The language of bureaucracy is full of many ways to admit that you have no idea what’s going on in interesting and completely non-committal ways. This afternoon I was in a meeting where I’m pretty sure I used all of them. It’s an awkward feeling, though not in any way surprising or unusual. 

You see, I find myself in the not unfamiliar position of being told that I’m “in charge” of something without being given the corresponding authority to make any actual decisions. This means I’ll spend more time running back to higher echelons and asking “mother may I” and waiting for mother’s response than I will doing anything that might accidentally resemble planning.  

Sure, I’ll perch out on a limb from time to time and make a decision that’s time sensitive. There’s a cost associated with doing that – a limited pool of good will that occasionally lets you execute an end run around the powers that be. It usually ends up with either being required to beg forgiveness or listening to one of the Olympians opine on how it had been their idea all along. 

Mercifully the last thing on earth I want is credit. All I really want is to do a job quietly, professionally, and then head myself towards the barn at the first available opportunity. Frankly I’d prefer than my name stay out of the record as much as possible – because public recognition has a funny way of only serving to attracting more work and I’m not looking to expand into new markets here.

Today was the first of many meetings where most of my responses will inevitably be some variation of “I don’t know.” This is the time of year when I approach peak bureaucrat-ing. It’s a close run contest to decide whether I’ll respond “don’t know” or “that depends” more often over the the next few months.

The never-ending presidential election cycle…

It’s January 2018 and as far as I can tell, 47 people have already declared themselves candidates for president. For the 2020 election cycle. For an election that is still 21 months away. 

I would honestly rather be kicked in the testicles once a day from now until November 10, 2020 than listen to any of these hopefuls spend the next too many months screaming “look at me, look at me” in their pursuit of their fifteen minutes in the national spotlight. 

It’s not that I’m disinterested in politics, it’s just that in January of the year before a scheduled election, I’m not interested in paying attention. No one giving their stump speech to a sparse crowd in the depths of an Iowa winter is going to convince me to change policy positions I’ve held my entire life. What on earth do I have to gain from listening to them at this point other than a few extra points the next time someone decides to take my blood pressure?

For an election on the national stage, I’m not paying all that much attention until about a month before the Maryland primary.
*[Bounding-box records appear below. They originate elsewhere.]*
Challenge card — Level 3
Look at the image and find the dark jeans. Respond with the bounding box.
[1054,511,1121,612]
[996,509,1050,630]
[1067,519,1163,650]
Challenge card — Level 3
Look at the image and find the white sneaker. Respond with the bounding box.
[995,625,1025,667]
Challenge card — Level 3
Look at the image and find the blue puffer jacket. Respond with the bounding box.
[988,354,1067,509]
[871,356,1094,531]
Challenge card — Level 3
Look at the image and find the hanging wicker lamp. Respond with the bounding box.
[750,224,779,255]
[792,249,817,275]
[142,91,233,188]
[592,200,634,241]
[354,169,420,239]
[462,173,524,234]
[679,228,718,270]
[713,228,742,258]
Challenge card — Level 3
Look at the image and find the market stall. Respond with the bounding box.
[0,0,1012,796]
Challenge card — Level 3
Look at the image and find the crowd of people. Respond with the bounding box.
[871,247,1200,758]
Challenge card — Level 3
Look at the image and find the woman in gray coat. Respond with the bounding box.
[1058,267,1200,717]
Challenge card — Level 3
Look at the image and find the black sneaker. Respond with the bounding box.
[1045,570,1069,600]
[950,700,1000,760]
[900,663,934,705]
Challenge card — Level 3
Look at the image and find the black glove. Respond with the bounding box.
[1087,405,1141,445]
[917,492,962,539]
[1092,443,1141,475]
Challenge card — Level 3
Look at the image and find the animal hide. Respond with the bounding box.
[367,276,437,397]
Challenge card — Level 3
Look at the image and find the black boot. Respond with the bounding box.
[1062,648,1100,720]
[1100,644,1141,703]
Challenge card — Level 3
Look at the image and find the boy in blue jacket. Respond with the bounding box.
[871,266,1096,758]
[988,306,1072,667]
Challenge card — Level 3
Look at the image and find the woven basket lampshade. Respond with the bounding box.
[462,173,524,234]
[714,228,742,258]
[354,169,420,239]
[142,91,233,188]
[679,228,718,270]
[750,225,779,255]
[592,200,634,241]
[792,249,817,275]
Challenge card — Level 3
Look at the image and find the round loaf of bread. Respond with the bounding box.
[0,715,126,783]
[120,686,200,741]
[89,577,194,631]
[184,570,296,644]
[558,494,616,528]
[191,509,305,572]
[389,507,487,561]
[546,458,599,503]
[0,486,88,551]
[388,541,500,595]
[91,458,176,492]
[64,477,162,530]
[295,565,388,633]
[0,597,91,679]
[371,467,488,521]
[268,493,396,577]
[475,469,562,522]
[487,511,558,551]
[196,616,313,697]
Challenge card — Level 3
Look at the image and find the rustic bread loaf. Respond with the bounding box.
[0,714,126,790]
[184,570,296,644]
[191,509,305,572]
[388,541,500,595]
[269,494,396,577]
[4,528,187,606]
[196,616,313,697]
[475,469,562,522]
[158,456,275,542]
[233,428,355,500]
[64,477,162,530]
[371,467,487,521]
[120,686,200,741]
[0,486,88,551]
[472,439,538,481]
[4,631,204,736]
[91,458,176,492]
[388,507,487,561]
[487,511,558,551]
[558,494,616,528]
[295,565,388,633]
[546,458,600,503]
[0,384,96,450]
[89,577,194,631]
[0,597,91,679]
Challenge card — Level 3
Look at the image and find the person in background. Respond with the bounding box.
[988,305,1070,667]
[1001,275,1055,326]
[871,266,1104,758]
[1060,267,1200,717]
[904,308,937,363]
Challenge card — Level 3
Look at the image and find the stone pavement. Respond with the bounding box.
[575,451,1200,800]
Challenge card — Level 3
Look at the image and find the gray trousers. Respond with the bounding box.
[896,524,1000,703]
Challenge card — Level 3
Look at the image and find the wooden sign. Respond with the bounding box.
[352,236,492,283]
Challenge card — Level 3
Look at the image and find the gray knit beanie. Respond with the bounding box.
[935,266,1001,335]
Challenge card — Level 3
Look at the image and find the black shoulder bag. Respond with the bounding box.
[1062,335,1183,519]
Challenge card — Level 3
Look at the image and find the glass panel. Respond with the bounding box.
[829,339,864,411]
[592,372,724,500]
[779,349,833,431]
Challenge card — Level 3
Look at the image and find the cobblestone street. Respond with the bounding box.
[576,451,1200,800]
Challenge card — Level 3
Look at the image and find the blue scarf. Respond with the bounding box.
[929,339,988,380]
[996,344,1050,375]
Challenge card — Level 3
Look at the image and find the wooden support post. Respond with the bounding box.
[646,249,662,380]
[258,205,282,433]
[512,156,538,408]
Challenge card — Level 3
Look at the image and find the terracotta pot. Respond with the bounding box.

The candidates still in the race at that point are the ones who might have a chance of being my party’s nominee, whose positions I will actually need to consider before casting my ballot. 

There’s no way you’re ever going to convince me that the ones out there jibber jabbering now are out to do anything more than hear themselves talk. With the limited time and attention I have available, I can promise you I won’t be spending it on indulging them.